Tutorials: Project Manager

The project manager is designed to make it easy to submit scripts to your scheduler. For this example, let's assume you have a system of shell scripts that simulate the net change in an ideal reservoir over the last seven days, given a city and diameter of the reservoir.

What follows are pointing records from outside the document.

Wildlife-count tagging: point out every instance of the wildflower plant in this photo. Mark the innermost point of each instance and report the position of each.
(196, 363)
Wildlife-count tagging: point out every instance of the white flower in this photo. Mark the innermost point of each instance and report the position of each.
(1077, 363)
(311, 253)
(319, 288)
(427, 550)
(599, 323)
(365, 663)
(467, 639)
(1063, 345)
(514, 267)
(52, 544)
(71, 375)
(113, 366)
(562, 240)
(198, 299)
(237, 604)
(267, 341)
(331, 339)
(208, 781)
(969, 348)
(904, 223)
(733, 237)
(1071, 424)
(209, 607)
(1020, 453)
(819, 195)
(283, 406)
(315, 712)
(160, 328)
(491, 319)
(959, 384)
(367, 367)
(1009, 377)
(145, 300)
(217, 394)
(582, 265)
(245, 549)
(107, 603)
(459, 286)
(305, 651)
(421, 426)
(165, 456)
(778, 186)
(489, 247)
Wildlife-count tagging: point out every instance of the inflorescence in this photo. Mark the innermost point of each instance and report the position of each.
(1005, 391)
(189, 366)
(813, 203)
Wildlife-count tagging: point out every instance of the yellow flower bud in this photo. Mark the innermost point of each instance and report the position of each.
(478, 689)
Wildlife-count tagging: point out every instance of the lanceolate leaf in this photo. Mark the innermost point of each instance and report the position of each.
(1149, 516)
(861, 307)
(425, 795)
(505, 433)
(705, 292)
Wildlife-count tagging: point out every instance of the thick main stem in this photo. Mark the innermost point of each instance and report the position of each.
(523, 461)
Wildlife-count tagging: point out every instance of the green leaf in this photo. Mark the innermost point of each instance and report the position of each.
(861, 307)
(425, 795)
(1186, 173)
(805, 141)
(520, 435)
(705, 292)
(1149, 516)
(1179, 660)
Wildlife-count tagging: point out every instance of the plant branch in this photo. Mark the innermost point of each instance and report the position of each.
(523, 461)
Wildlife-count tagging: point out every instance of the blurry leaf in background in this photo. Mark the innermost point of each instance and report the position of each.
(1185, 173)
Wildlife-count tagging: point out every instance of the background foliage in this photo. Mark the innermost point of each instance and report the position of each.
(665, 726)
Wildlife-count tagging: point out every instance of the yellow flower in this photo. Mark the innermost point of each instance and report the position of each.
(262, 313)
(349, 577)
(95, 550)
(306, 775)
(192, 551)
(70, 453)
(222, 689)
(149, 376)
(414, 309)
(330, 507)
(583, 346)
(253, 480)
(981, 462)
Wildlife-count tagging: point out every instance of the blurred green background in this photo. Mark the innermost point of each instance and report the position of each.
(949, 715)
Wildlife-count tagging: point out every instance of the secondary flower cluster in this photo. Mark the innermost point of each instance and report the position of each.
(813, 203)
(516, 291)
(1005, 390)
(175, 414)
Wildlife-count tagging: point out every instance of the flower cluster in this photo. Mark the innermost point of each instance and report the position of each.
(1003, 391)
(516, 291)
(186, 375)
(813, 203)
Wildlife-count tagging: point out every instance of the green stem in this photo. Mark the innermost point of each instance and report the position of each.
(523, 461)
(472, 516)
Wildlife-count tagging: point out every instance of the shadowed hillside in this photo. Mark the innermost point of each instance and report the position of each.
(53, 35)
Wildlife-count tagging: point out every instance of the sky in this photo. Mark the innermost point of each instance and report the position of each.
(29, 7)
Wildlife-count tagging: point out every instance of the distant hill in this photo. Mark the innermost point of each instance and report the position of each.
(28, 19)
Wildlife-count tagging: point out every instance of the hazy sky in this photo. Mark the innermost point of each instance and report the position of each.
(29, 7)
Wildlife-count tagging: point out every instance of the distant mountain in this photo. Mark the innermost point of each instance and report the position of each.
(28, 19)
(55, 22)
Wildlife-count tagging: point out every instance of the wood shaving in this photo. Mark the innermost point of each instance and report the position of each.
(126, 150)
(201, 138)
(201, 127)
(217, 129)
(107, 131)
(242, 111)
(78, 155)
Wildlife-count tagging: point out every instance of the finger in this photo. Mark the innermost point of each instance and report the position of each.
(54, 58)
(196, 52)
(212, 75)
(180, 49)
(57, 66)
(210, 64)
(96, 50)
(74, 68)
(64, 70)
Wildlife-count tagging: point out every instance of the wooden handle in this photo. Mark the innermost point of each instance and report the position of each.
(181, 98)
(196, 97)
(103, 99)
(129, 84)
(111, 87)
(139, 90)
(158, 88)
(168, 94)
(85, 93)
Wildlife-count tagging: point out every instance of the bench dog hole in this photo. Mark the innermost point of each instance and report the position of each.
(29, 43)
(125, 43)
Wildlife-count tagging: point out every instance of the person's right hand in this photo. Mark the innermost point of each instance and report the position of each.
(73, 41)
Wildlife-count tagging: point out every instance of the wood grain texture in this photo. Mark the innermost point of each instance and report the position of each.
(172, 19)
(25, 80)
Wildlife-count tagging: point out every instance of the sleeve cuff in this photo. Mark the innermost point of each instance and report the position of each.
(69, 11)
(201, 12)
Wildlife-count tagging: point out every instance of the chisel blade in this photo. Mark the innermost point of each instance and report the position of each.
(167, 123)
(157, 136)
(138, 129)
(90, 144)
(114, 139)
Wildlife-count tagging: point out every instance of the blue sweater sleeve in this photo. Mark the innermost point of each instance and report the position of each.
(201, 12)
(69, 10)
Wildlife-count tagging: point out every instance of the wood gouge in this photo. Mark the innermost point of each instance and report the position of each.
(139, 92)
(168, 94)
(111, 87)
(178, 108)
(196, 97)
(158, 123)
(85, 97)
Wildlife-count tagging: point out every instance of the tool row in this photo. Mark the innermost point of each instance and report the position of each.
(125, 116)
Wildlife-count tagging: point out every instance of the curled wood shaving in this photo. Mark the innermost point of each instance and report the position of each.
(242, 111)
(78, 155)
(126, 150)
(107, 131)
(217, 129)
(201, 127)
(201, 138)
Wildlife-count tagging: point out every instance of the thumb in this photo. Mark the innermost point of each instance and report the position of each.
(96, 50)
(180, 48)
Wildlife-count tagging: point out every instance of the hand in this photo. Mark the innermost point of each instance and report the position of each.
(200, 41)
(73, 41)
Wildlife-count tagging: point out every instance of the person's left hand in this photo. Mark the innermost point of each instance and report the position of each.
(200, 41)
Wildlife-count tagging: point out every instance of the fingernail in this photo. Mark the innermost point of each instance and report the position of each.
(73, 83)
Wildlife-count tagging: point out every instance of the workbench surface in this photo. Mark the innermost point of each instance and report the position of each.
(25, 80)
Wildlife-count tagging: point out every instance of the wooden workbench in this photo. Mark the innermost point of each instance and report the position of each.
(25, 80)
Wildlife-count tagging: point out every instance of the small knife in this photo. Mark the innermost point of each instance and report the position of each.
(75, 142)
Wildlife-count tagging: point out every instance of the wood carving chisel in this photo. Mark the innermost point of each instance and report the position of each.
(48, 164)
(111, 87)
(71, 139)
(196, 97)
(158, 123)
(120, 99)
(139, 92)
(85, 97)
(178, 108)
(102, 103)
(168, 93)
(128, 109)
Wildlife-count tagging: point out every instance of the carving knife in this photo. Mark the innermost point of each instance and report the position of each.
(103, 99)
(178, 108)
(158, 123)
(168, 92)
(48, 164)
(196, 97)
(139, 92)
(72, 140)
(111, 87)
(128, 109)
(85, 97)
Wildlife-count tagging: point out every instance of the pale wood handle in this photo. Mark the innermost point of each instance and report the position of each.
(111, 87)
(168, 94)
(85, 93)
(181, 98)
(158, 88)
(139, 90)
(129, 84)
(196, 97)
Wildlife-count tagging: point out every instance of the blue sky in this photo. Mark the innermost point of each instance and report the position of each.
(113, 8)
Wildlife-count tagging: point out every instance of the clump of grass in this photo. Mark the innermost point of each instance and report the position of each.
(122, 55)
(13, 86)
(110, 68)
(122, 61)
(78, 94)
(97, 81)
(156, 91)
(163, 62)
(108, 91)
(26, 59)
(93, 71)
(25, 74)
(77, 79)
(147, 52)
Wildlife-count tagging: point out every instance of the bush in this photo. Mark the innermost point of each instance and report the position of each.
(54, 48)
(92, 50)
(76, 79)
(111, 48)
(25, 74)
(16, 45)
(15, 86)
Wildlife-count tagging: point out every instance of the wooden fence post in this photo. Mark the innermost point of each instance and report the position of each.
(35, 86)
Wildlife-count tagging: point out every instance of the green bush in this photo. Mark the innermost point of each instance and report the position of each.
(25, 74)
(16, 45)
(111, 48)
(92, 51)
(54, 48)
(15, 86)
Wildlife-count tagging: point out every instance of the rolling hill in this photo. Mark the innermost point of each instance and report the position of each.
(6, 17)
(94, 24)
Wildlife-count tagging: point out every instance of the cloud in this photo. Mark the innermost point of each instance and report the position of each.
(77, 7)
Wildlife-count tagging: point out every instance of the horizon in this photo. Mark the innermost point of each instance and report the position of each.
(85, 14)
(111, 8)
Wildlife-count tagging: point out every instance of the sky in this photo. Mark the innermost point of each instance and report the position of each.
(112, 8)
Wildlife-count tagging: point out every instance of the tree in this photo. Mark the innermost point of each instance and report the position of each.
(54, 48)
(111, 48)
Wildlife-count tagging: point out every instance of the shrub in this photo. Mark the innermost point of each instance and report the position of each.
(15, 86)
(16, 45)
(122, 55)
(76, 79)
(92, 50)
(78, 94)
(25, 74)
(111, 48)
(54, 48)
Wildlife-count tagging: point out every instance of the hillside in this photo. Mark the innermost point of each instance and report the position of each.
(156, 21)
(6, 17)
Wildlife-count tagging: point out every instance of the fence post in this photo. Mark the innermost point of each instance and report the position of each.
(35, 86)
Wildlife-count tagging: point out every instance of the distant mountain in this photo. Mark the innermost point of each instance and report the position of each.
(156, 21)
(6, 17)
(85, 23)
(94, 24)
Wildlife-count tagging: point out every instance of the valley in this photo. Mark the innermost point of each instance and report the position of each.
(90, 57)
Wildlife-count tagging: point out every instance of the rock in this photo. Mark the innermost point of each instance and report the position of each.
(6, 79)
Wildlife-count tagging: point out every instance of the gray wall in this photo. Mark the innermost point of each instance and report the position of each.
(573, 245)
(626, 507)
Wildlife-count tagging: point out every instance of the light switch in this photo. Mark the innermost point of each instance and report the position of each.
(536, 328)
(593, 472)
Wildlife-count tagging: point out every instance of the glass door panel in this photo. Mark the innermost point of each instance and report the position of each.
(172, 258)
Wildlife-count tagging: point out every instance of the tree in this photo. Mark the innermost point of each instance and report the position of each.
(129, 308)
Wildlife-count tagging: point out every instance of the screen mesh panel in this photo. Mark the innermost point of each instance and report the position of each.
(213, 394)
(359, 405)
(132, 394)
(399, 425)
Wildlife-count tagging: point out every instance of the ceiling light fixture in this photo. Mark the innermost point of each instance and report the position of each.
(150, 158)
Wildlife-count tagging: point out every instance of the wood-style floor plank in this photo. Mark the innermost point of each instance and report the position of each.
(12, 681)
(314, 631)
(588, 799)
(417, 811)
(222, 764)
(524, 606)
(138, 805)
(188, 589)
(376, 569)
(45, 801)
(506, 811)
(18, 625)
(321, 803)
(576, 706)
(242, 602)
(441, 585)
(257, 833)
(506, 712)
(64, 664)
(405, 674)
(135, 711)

Assume these scripts currently exist on your local machine with the following structure:

demo_project/
├── scripts
│   ├── compute_volume.sh # USAGE: ./compute_volume.sh WEATHER_JSON DIAMETER -> NET_CHANGE
│   ├── geocode.sh        # USAGE: ./geocode.sh CITY -> LAT_LONG_JSON
│   └── import_weather.sh # USAGE: ./import_weather.sh LAT_LONG_JSON -> WEATHER_JSON
|
└── simulate_reservoir.sh # USAGE: ./simulate_reservoir.sh CITY DIAMETER -> NET_CHANGE

where simulate_reservoir.sh coordinates the smaller scripts as follows

#!/usr/bin/env bash
# Usage: ./simulate_reservoir.sh "City Name" DIAMETER_M
set -euo pipefail

CITY="$1"
DIAMETER_M="$2"
TMPDIR="$(mktemp -d)"
trap 'rm -rf "$TMPDIR"' EXIT

GEOCODE_JSON="$TMPDIR/geocode.json"
WEATHER_JSON="$TMPDIR/weather.json"

./scripts/geocode.sh "$CITY" > "$GEOCODE_JSON"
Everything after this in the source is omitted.